Dans le monde anglophone, on appelle ça un «panic button». Un bouton d'alerte, sur les réseaux sociaux, qui permet aux mineurs de signaler en un clic le comportement suspect d'un adulte.
Un message présentant ce service, mis en place lundi, apparaîtra automatiquement sur la page Facebook des jeunes Britanniques de 13 à 18 ans, les encourageant à installer cette application sur leur profil.
L'application, qui donnera accès à des informations sur les risques encourus par les jeunes sur Internet et leur permettra le cas échéant de signaler des cas suspicieux, a été créé par Facebook en collaboration avec le centre britannique pour la sécurité sur internet et contre l'exploitation des enfants (CEOP).
Dissuasion
Jim Gamble, le directeur du CEOP, a expliqué que selon son expérience de la lutte contre les criminels sexuels, un tel outil de dissuasion visible devrait contribuer à protéger les jeunes internautes.
Jusqu'ici, c'était plutôt MySpace qui se traînait une image de repère pour prédateurs sexuels.
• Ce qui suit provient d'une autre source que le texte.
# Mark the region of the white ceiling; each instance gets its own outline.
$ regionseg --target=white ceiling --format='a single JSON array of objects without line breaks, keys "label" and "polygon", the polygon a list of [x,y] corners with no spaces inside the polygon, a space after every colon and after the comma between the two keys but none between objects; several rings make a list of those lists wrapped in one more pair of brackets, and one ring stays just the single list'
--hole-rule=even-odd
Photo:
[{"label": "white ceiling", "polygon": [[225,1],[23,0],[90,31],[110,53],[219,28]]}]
Mais les appels à la mise en place d'un tel mécanisme sur Facebook, déjà utilisé sur d'autres réseaux comme MeBo, s'étaient multipliés en Grande-Bretagne au printemps dernier, après la condamnation d'un violeur en série. Il avait utilisé le site, en se présentant comme un jeune homme, pour séduire et tuer une adolescente. Jusqu'ici, Facebook avait refusé de céder à la pression, notamment face à la possibilité de dénonciations abusives.
Joanna Shields, vice-présidente de Facebook pour l'Europe, le Proche-Orient et l'Afrique, a observé lundi «qu'il n'y avait pas de formule magique pour améliorer la sécurité des internautes (...) mais que cette innovation devrait aider les jeunes à surfer en sécurité».